Его жена, Ирина Петровна, относилась к свекрови без пиетета, но вежливо, благодарно помня , как та, пристроив кур да коз по соседям, заколотив избу, приехала к ним на целых пять лет нянчить капризную и болезненную Лёку долгожданную внучку. Это, несомненно, был подвиг с её стороны.

Мать Иры - Татьяна Петровна, посвятить себя внучке, отказалась категорично. Она преподавала математику в школе, имела авторитарный характер и голос командный. Даже отец Ирины, пока жив был, супругу побаивался.

Когда Лёка выправилась и смогла посещать детский сад, свекровь вернулась в деревню, а Ирина вздохнула с легко. Всё-таки чужой человек, знаете. Позже, на летних каникулах, Лёка с удовольствием бывала у деревенской бабушки и всякие неудобства девочку не тяготили совсем. Но это лишь в детстве. Старшеклассницей к бабе Насте у Лёка уже не ездила: скучно, туалет на улице и надо помогать.

Вот так, в странно начавшийся понедельник, приехав в деревню, Леонид застал дверь в избу матери нараспашку (а между прочим, конец сентября) Сама хозяйка сидела на кровати и на появление сына никак не отреагировала. Он поскорее накрыл её одеялом, поднёс к губам кружку с горячим чаем и только тогда Настасья Михайловна "отмерла," с удивлением воскликнув: "Сынок, я и не слышала, как ты приехал. Задумалась!"

Три часа спустя, Леонид входил с матерью в платный медцентр, где ею немедленно занялись: анализы, ЭКГ, МРТ... Наконец, врач без сомнения объявила диагноз, порекомендовав поскорее прикрепить больную к участковому неврологу и окружить контролирующей заботой.

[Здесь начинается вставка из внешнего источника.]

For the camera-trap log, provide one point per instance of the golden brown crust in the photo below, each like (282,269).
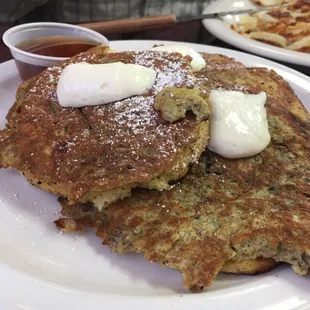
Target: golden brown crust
(250,266)
(224,210)
(109,149)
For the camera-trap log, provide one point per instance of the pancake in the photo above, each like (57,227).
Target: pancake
(100,153)
(224,214)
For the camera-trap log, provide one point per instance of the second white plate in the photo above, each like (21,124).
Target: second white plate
(220,28)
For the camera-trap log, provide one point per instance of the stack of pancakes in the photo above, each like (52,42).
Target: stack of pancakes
(139,173)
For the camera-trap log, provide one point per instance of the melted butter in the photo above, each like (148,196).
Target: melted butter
(84,84)
(239,126)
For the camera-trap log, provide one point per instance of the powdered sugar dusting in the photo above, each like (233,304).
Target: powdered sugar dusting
(113,144)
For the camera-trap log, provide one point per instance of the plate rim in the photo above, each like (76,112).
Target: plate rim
(169,302)
(221,30)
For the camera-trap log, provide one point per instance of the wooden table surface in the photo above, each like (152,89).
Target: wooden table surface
(187,32)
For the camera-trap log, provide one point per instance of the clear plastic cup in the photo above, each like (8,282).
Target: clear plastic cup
(29,64)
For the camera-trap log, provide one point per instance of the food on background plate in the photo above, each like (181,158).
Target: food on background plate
(242,211)
(236,215)
(273,2)
(288,27)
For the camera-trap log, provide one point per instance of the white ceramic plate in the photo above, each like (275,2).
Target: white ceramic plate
(220,28)
(40,268)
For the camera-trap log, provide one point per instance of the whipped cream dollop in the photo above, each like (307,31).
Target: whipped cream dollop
(84,84)
(239,126)
(197,62)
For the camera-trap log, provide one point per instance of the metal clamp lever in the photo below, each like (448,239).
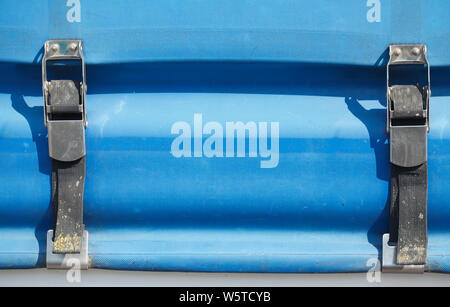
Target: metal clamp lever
(404,248)
(65,119)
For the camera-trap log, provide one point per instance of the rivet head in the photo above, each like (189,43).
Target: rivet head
(397,52)
(415,51)
(54,47)
(73,47)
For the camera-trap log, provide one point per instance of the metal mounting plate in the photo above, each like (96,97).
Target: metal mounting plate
(390,257)
(67,261)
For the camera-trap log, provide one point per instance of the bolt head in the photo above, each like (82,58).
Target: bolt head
(415,51)
(54,47)
(397,52)
(73,47)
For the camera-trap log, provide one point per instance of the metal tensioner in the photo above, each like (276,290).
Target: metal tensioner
(65,119)
(405,246)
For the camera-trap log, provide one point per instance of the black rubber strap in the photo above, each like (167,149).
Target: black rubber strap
(67,199)
(408,213)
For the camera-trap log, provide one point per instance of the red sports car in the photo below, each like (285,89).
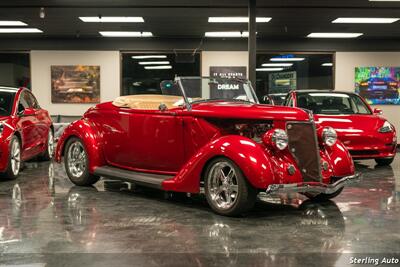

Пока суд да дело, Леонид успел созвониться с женой, дочкой и теперь (уже подбирался вечер) привёз мать в квартиру тёщи. А там уже собрался взволнованный "Большой Совет."

Но перво-наперво, уставшую и молчаливую Настасью Михайловну, накормили и уложили в кровать. Это даже было всем на руку - кто знает, какие слова вырвутся, когда будет решаться её судьба? Например, тёща, разжав тонкие губы, произнесла:"Не позволю из своего дома старушечий приют устроить. Больна - размещайте в специализированное учреждение. Я тоже восьмой десяток разменяла. Давление, головокружение, но только что-то со мной никто не возится!" Было видно - тещенька заревновала.

Жена Леонида, Ирина, поддержала мать, добавив, что в платных центрах, чтоб содрать деньги, всегда краски сгущают. Старушка на своих ногах, поужинала с аппетитом и вон - храпит. Не стоит спешить ни с покупкой дорогих лекарств, ни с отрывом свекрови от деревни. Аргументировала: "Вот, как раз это и может стать для неё стрессом великим ."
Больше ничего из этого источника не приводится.